Étant donné ses prises de positions sur l’éducation et la langue, ce n’est pas un hasard qu’elle soit nommée à la Commission royale d’enquête sur l’enseignement (commission Parent). La majeure partie du rapport Parent a été écrite par les commissaires et principalement par Jeanne Lapointe et Guy Rocher. Ce dernier n’hésite pas à reconnaître que, parmi les commissaires, c’est Jeanne Lapointe qui avance les idées les plus progressistes et que sous son influence considérable la commission en vient à recommander l’abolition des collèges classiques. Afin d’éclairer sa contribution à cette commission, les auteures de l’anthologie ont choisi de reproduire l’entrevue réalisée par Gosselin et Lessard[1] avec Lapointe à la fin de sa vie.
Sitôt la commission Parent terminée, Jeanne Lapointe est nommée membre d’une autre commission, tout aussi déterminante pour nos destinées collectives, à savoir la Commission royale d’enquête sur la situation de la femme au Canada (rapport Bird, 1970). Sa participation concrète aux débats de cette commission n’a pas été étudiée, mais Lapointe elle-même reconnaît qu’elle devient alors féministe. La dernière partie de l’anthologie est consacrée à des écrits qui vont de la critique des schèmes sexistes de la pensée freudienne aux perspectives féministes en littérature. Les textes de la dernière période de sa vie participent d’une entreprise de déconstruction des savoirs androcentriques où il faut « tout reprendre à zéro ... contester souvent des postulats fondamentaux du savoir » (p. 168).

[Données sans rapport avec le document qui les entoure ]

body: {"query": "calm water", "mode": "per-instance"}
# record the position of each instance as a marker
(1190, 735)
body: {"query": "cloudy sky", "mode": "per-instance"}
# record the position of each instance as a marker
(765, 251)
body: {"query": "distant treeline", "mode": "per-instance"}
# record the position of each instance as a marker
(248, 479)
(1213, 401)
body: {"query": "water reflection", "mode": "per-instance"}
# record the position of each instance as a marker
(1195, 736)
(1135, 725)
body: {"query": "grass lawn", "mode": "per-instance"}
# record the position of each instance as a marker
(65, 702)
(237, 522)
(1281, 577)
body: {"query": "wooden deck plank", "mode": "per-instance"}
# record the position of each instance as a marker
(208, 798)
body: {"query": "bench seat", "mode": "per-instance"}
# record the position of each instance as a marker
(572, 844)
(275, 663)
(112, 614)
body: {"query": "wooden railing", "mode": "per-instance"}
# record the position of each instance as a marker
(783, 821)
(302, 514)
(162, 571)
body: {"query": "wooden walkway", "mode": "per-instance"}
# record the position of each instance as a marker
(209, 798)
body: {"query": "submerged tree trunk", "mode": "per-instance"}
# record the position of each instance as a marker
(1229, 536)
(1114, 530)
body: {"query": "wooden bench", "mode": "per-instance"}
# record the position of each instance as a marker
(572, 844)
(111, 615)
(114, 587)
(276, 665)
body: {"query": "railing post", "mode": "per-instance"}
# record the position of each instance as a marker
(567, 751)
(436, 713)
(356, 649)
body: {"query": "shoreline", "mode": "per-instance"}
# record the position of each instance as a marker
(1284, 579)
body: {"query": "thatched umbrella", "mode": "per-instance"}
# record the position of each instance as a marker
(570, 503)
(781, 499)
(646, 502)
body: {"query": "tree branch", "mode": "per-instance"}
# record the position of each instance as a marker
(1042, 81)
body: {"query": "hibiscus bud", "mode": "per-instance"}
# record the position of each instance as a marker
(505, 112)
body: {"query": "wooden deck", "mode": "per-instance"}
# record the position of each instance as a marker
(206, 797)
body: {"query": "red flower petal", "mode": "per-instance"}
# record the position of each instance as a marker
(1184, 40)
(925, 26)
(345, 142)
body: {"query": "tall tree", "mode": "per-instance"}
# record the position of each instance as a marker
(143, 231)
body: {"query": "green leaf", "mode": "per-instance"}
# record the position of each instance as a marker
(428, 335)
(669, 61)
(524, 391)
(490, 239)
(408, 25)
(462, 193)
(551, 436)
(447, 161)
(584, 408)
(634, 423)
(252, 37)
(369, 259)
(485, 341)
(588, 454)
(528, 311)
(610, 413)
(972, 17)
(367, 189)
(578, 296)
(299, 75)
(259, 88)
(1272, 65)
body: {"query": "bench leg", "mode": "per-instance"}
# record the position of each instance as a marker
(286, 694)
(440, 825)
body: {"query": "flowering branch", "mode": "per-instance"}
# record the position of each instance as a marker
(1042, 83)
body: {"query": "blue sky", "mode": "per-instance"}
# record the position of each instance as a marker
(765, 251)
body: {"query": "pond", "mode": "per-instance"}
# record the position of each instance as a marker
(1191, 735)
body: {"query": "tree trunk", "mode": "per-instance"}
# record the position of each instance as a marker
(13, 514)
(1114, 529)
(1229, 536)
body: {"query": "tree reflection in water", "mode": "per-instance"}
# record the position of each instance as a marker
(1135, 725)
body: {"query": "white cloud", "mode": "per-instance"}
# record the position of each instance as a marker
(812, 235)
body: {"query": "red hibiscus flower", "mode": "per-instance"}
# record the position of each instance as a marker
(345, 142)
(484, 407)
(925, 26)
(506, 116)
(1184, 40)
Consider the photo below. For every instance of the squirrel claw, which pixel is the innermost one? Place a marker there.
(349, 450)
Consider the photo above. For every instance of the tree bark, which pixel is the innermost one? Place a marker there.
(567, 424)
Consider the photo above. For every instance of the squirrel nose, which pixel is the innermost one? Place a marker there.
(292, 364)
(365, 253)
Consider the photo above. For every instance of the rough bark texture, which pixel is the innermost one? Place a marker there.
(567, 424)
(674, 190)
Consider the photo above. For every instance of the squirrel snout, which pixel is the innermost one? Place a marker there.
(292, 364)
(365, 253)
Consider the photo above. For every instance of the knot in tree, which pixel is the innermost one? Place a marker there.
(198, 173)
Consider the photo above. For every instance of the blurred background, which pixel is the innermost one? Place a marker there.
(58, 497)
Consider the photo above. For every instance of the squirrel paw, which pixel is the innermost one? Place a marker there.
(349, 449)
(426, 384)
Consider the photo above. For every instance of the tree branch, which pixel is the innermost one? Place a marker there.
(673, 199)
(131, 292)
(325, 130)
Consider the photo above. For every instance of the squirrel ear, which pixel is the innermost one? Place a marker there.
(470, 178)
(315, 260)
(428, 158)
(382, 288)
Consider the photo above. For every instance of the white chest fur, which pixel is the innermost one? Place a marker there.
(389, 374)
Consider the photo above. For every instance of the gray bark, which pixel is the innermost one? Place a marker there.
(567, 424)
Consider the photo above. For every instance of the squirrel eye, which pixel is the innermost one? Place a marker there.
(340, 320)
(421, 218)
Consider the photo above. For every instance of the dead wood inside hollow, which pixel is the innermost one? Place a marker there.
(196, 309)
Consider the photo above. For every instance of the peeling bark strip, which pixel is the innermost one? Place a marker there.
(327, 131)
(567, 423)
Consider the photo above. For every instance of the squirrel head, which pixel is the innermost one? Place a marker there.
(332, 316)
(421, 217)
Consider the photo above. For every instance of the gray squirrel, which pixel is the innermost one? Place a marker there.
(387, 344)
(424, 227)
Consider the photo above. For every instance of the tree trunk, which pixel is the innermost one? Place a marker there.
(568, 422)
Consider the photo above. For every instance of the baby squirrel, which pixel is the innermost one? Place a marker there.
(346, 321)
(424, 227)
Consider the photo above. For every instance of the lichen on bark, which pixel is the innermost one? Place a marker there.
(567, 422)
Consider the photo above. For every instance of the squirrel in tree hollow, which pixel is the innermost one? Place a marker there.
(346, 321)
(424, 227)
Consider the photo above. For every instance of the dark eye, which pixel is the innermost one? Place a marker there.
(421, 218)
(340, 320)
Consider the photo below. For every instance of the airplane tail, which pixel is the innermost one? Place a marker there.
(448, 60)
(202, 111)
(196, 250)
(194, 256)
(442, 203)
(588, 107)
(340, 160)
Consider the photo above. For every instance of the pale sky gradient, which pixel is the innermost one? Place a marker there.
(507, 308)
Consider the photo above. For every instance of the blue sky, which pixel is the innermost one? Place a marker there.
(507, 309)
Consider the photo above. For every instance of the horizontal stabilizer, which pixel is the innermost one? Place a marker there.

Cette anthologie permet de découvrir une penseuse d’envergure dont les travaux et l’influence ont largement dépassé la discipline littéraire. Lapointe, intellectuelle avant-gardiste, n’avait jamais jugé bon de rassembler ses écrits. C’est que, précisent les auteures de cette édition, elle est une femme de parole, une pédagogue, une personne qui agit au sein de groupes et qui ne prend la plume que pour faire avancer les choses. C’est pourquoi la publication de ces textes était nécessaire pour nous donner à lire l’une des artisanes du Québec moderne.
Appendices
Note
-
[1]
« Jeanne Lapointe : entretien du 10 octobre 1995 sur le rapport Parent », dans Gabriel Gosselin et Claude Lessard (dir.), Les deux principales réformes de l’éducation du Québec moderne. Témoignages de ceux et celles qui les ont initiées (Québec, Presses de l’Université Laval, 2008), p. 51-66.